You know I prefer to bring you cheer: exciting episodes from my usually fun-filled life, presented as a counterbalance to the depression-inducing reality that fills the pages of the mainstream media. However, I’m about to tell you of an experience so alarming I genuinely suggest that, before reading it, you sit down. Or if you’re already sitting, stand up and then sit down. Now read on.
With the recent publication of my book (you have already ordered your copy, yes?), the Council—never one to ignore a chance to get their grubby hands on someone else’s triumph—rang to invite me to open this summer’s village fete. Naturally, I was flattered, and naturally, I agreed to take part.
Yesterday was the first meeting of the Fete Committee, and I was asked to attend, meet the group’s members and get a feel for the festivities planned. In all honesty, I don’t give a rat’s patooie about what exactly is going to go on; I’m the type of gal who can enjoy herself whether moles get whacked or not. But what I saw at that meeting has me very worried about the event’s success and, in some ways, the future of our entire nation.

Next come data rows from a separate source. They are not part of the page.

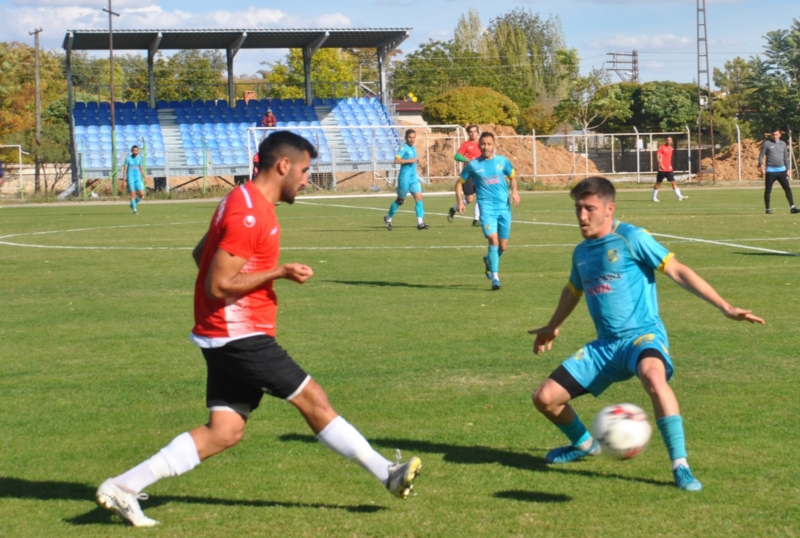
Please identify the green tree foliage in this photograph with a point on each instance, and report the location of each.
(471, 105)
(331, 69)
(516, 55)
(591, 101)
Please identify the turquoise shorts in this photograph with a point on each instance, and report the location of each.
(135, 184)
(600, 363)
(404, 186)
(495, 221)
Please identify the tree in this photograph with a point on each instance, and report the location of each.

Apparently, there’s a rumour going round that a minor royal—I won’t mention names but I can tell you it’s not her, or him, or the other two—might be in the village that weekend, and the committee spent more than fifty minutes (I counted) debating about what to do with this person: should they hold a parade? should they make him a judge of some contest? and yes, should he open the fete?
Now I remained silent throughout. I understand the importance of a visit like this: it could be a real coup for shops that sell royal-themed junk, our community foundation might get a boost, we might get mentioned in the national press, etc. My own self esteem does not rely on the village’s adoration (and if it did, I still wouldn’t be troubled since my book’s been at the top of the Village News’ Bestsellers List every day since its debut). I’m not even worried that the meeting ended before any decisions were made. I am happy to pencil in the day on my calendar and rub it out if the Committee decides to go in favour of Sir Blueblood.
What blew my effing mind, though, was the fact that the name of the village—the village in which all of us present at the meeting live—was misspelled on the agenda. And not one single person commented on it.
Whether they noticed and were just shy, I cannot say. But what I can say is that this kind of outrage cannot go by unremarked upon. Needless to say, I wrote up a quick but shaming note which I left in the Council’s suggestion box as I left.
Please know that I am out there, fighting for all of you who care about civic pride and precise spelling. When we refuse to speak out against ignorance like this, it can lead healthy people to suicide, religious people to corruption and friendly nations to world wars (read your history books, if you don’t believe me).
What you’ve just read here is shocking I know, but sometimes the truth is. I just felt it was important to tell you what occurred. That way, if you happen to hear that the police were at my house this morning to arrest me for making terrorist threats, you won’t be confused. I mean they didn’t even issue an official caution, so why this is even an issue I cannot comprehend.